Dutch comic-strip artist

Peter de Smet (4 July 1944, Amsterdam – 6 January 2003, Amsterdam) was a Dutch comic-strip artist. He was the author of De Generaal ("The General").

From the 1960s onwards de Smet worked as an artist in advertising and started drawing comics in the same time. An early version of De Generaal was sold to Tintin but was never published. In 1968 de Smet started his series Fulco set in medieval times for the magazine 't Kapoentje but had to give up due to illness. In the following period, de Smet returned to advertising with strips like Pieter Pienter for a bank, which was published in magazines like Tina and Donald Duck.

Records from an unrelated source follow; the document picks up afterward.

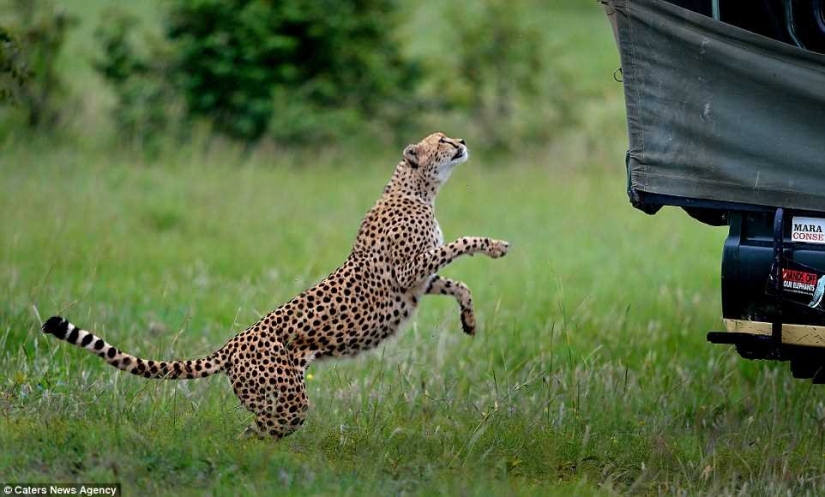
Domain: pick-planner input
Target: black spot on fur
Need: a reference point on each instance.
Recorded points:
(56, 326)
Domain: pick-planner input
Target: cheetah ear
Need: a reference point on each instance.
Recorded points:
(411, 154)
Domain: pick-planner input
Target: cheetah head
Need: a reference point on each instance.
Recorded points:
(434, 157)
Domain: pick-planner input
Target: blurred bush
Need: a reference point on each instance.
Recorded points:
(297, 73)
(31, 39)
(137, 68)
(296, 69)
(498, 74)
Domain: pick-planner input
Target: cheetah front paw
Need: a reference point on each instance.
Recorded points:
(497, 249)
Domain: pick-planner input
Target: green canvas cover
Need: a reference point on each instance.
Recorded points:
(718, 113)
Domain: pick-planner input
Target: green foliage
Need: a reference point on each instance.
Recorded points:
(31, 46)
(501, 71)
(232, 58)
(146, 104)
(13, 71)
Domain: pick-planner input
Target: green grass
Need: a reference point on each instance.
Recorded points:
(590, 373)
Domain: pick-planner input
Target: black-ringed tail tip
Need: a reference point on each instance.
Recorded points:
(198, 368)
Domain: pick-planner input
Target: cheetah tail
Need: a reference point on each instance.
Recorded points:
(171, 370)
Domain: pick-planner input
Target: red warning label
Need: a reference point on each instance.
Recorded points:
(799, 281)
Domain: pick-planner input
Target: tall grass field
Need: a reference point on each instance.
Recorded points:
(589, 375)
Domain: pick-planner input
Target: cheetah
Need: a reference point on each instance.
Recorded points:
(395, 261)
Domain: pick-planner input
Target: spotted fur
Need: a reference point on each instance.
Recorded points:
(398, 251)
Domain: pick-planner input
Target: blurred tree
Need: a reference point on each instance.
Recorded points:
(501, 75)
(13, 70)
(232, 57)
(146, 98)
(31, 44)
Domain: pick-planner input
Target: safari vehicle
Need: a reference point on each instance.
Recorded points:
(726, 119)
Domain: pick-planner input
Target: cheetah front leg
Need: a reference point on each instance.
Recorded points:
(461, 292)
(430, 262)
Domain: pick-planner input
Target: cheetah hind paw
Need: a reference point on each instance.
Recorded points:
(251, 433)
(498, 248)
(468, 322)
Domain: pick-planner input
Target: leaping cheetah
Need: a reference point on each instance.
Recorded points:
(394, 262)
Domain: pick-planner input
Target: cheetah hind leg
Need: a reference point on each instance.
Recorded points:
(278, 400)
(461, 293)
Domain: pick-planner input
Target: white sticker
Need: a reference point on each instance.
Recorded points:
(808, 230)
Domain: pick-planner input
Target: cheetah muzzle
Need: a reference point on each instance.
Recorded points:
(394, 262)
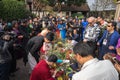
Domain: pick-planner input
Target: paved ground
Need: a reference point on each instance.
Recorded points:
(21, 74)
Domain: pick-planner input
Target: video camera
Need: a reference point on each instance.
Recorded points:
(8, 36)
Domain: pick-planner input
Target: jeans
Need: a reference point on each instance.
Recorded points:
(4, 71)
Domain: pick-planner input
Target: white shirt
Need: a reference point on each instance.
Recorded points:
(97, 70)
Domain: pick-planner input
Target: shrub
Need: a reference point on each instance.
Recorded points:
(13, 9)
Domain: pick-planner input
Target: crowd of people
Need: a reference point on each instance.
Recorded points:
(93, 39)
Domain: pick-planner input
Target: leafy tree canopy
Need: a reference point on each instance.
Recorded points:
(13, 9)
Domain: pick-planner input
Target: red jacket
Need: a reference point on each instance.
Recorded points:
(41, 72)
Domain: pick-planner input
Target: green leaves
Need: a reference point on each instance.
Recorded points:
(12, 9)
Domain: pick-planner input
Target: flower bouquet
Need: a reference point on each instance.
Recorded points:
(66, 65)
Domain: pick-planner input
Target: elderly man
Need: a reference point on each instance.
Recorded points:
(92, 68)
(91, 32)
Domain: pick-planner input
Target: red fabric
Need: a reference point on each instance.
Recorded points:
(41, 72)
(42, 51)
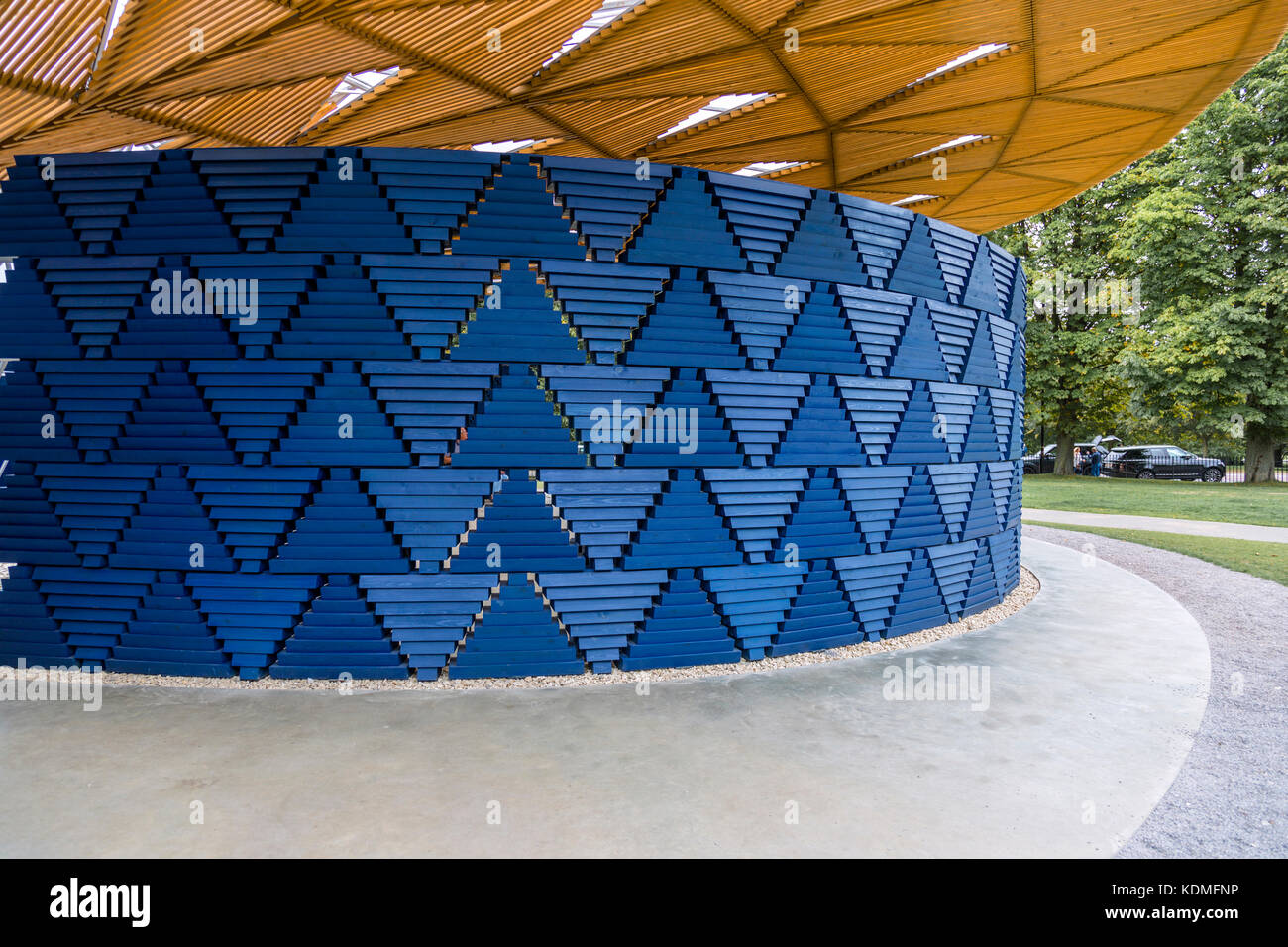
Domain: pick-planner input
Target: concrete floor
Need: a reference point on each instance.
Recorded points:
(1086, 727)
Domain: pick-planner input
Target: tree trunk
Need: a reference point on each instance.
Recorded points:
(1063, 455)
(1260, 463)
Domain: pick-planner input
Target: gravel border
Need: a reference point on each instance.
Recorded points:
(1231, 797)
(1022, 594)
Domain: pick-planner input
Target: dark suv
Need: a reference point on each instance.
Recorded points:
(1163, 463)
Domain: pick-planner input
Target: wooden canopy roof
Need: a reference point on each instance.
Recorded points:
(853, 91)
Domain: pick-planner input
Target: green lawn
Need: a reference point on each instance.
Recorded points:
(1263, 560)
(1228, 502)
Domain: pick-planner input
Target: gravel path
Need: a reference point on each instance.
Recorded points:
(1231, 799)
(1190, 527)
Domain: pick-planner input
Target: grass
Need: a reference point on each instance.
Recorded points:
(1228, 502)
(1263, 560)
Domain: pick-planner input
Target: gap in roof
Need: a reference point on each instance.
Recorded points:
(352, 86)
(114, 17)
(767, 167)
(605, 14)
(978, 53)
(511, 145)
(717, 106)
(954, 142)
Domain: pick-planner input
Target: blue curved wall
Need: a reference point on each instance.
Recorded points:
(403, 457)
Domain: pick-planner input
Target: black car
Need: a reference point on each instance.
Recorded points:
(1163, 463)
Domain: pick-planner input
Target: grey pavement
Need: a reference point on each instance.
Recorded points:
(1231, 799)
(1085, 728)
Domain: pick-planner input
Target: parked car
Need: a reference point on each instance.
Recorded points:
(1162, 462)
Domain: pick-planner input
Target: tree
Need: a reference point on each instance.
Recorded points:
(1210, 239)
(1076, 333)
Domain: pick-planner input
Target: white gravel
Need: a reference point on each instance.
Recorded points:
(1018, 599)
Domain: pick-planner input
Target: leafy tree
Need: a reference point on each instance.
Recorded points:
(1074, 341)
(1211, 243)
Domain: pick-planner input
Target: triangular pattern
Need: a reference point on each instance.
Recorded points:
(919, 521)
(686, 407)
(606, 200)
(822, 431)
(171, 423)
(877, 320)
(952, 566)
(874, 496)
(175, 187)
(918, 355)
(822, 248)
(604, 412)
(339, 635)
(516, 637)
(516, 321)
(917, 270)
(919, 603)
(759, 406)
(687, 226)
(822, 339)
(518, 424)
(343, 425)
(761, 311)
(252, 616)
(683, 526)
(756, 504)
(432, 192)
(340, 530)
(686, 328)
(880, 232)
(167, 635)
(820, 523)
(29, 631)
(876, 408)
(29, 522)
(915, 440)
(344, 210)
(752, 600)
(343, 312)
(682, 628)
(819, 615)
(604, 508)
(429, 510)
(761, 213)
(174, 331)
(165, 527)
(257, 196)
(518, 193)
(518, 531)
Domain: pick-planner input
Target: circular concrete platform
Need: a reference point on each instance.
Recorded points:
(1067, 748)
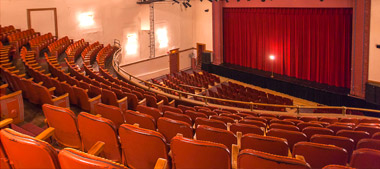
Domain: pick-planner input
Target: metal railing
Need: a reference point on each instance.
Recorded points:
(206, 99)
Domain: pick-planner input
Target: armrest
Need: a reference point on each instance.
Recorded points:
(5, 122)
(142, 102)
(95, 98)
(172, 103)
(96, 148)
(239, 135)
(123, 99)
(234, 156)
(161, 164)
(46, 134)
(300, 157)
(61, 97)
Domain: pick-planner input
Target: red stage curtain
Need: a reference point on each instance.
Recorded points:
(310, 44)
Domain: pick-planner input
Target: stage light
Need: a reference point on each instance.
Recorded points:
(271, 57)
(86, 19)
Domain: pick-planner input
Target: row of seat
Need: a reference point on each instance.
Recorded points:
(37, 153)
(7, 30)
(41, 42)
(59, 46)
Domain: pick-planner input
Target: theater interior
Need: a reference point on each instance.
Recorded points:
(190, 84)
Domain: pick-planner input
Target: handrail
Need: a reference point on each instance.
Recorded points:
(251, 104)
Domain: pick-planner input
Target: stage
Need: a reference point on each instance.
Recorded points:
(320, 93)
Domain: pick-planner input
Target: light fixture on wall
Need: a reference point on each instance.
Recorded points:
(86, 19)
(132, 44)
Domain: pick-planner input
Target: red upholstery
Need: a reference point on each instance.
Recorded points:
(370, 129)
(223, 119)
(284, 126)
(112, 113)
(336, 127)
(216, 135)
(154, 112)
(246, 128)
(144, 120)
(189, 153)
(193, 115)
(338, 141)
(253, 122)
(292, 137)
(93, 129)
(255, 159)
(172, 109)
(354, 135)
(181, 117)
(275, 121)
(142, 147)
(27, 152)
(310, 131)
(210, 122)
(308, 124)
(268, 144)
(365, 158)
(71, 158)
(64, 121)
(320, 155)
(170, 127)
(369, 143)
(376, 136)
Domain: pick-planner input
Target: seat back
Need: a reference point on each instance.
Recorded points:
(71, 158)
(181, 117)
(189, 153)
(365, 158)
(369, 143)
(27, 152)
(93, 129)
(110, 112)
(292, 137)
(210, 122)
(268, 144)
(338, 141)
(246, 128)
(216, 135)
(64, 121)
(170, 127)
(144, 120)
(248, 158)
(310, 131)
(320, 155)
(154, 112)
(283, 126)
(141, 147)
(354, 135)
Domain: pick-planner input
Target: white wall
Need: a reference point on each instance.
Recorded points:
(374, 53)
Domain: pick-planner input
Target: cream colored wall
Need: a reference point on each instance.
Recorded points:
(374, 53)
(203, 24)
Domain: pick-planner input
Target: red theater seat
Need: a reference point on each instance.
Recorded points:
(93, 129)
(189, 153)
(71, 158)
(268, 144)
(246, 128)
(365, 158)
(216, 135)
(259, 160)
(170, 128)
(65, 123)
(320, 155)
(142, 147)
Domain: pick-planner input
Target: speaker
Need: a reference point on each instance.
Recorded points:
(206, 58)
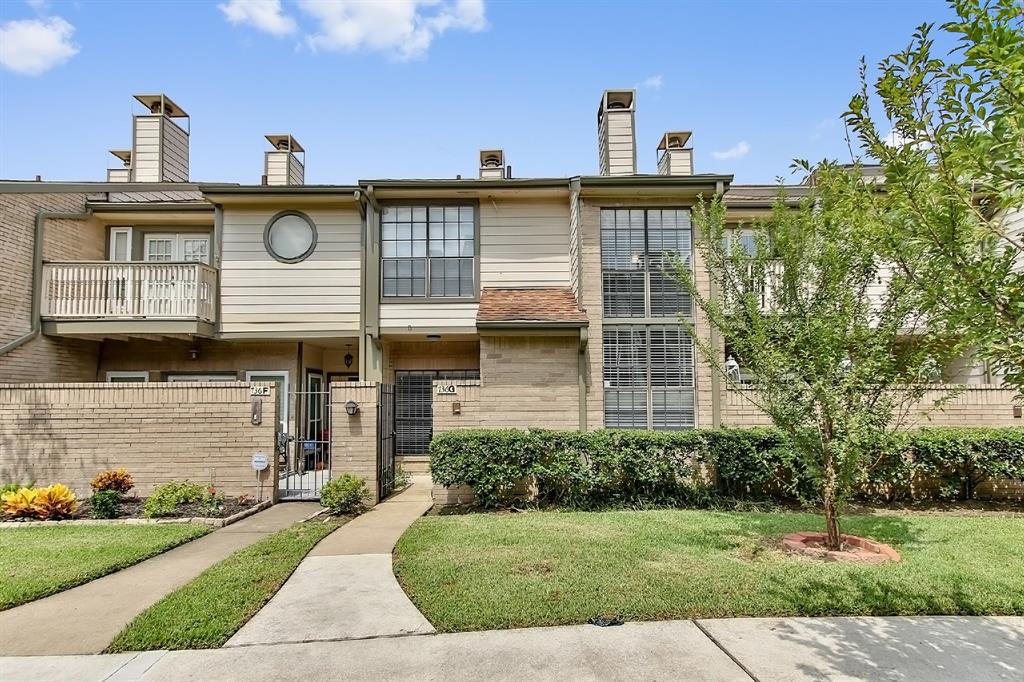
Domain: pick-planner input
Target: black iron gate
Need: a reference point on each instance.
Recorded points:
(385, 440)
(305, 452)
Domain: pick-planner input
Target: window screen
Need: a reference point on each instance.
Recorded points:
(636, 245)
(648, 377)
(428, 251)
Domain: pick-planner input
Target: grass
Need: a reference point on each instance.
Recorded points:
(37, 561)
(507, 570)
(205, 612)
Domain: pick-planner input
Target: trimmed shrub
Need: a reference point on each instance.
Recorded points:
(641, 468)
(170, 496)
(115, 479)
(104, 504)
(344, 495)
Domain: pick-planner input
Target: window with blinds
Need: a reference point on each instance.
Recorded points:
(428, 251)
(414, 407)
(648, 377)
(636, 249)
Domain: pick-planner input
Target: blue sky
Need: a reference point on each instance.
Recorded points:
(402, 88)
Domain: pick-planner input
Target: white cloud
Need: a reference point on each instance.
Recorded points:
(403, 29)
(31, 47)
(737, 151)
(651, 83)
(263, 14)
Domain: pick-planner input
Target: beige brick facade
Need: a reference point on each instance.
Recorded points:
(68, 433)
(43, 358)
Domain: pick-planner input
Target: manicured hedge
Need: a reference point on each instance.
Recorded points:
(632, 468)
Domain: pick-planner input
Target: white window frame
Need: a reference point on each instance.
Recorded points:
(111, 376)
(177, 245)
(113, 241)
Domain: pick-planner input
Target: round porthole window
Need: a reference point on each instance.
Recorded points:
(290, 237)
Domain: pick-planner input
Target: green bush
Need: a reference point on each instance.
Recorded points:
(104, 504)
(640, 468)
(170, 496)
(344, 495)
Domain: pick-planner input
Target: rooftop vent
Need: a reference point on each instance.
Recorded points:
(492, 164)
(160, 141)
(286, 164)
(616, 133)
(675, 157)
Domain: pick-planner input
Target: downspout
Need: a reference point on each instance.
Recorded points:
(37, 274)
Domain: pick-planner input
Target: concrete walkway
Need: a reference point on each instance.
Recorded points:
(86, 619)
(936, 649)
(345, 589)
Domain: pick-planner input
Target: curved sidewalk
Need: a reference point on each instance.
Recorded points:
(345, 588)
(86, 619)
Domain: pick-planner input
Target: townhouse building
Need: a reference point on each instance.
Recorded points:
(544, 298)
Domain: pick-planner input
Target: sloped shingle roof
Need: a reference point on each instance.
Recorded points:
(532, 306)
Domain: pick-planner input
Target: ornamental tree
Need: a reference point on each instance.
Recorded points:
(951, 144)
(837, 348)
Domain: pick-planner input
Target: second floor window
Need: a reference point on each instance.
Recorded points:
(636, 246)
(428, 251)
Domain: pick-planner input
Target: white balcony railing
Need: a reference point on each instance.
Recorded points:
(100, 290)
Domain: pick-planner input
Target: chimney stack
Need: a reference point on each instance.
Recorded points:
(122, 174)
(492, 164)
(616, 148)
(283, 166)
(675, 157)
(160, 141)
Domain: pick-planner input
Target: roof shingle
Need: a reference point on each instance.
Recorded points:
(532, 306)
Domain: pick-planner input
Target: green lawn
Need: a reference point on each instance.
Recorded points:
(36, 561)
(507, 570)
(208, 610)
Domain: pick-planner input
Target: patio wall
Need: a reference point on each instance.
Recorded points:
(68, 433)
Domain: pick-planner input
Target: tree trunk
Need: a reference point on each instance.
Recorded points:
(832, 520)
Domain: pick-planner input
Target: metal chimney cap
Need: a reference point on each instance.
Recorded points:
(284, 142)
(155, 102)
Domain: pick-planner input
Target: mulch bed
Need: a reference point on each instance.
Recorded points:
(132, 508)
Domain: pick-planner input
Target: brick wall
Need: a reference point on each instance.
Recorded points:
(976, 406)
(353, 439)
(44, 358)
(68, 433)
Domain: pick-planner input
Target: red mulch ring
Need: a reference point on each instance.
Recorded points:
(859, 550)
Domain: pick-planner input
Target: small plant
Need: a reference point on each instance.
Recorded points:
(345, 494)
(115, 479)
(105, 504)
(401, 477)
(14, 487)
(170, 496)
(212, 502)
(17, 503)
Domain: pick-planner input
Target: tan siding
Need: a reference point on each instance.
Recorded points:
(426, 316)
(260, 294)
(44, 358)
(524, 244)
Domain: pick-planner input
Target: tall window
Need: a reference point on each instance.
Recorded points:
(636, 245)
(647, 355)
(428, 251)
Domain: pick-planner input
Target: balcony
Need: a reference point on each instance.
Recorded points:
(100, 299)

In 1971 Pep magazine picked up De Generaal, and published it through several incarnations of the magazine, notably Eppo.

==Bibliography==
Works by Peter de Smet:
- Fulco (1969)
- De Generaal (1971-1997) - 14 albums
- Joris PK (1972-1986)
- Fiedel (1974)
- Het Hopmysterie (1974)
- Kasper Krispijn - Het Goud van de H.M.S. Cornwall (1976-1977)
- Zapapa y la Revolución (1977)
- Le Cuirassé Honneur et Patrie (1977-1979)
- Otto, Olivier en Oscar (1981, 1983)
- Anno 3000... en nog wat (1982)
- De Bevrijders (1984)
- Morgenster en Durandel (1984-1985)
- Lodewijk (1986-1990)
- Rat en Wezel (1988-1989)
- Viva Zapapa! (1989-1992) - 2 albums
- De Meester - Overpeinzingen van een vlakgom (1990-1991, 1994-1998)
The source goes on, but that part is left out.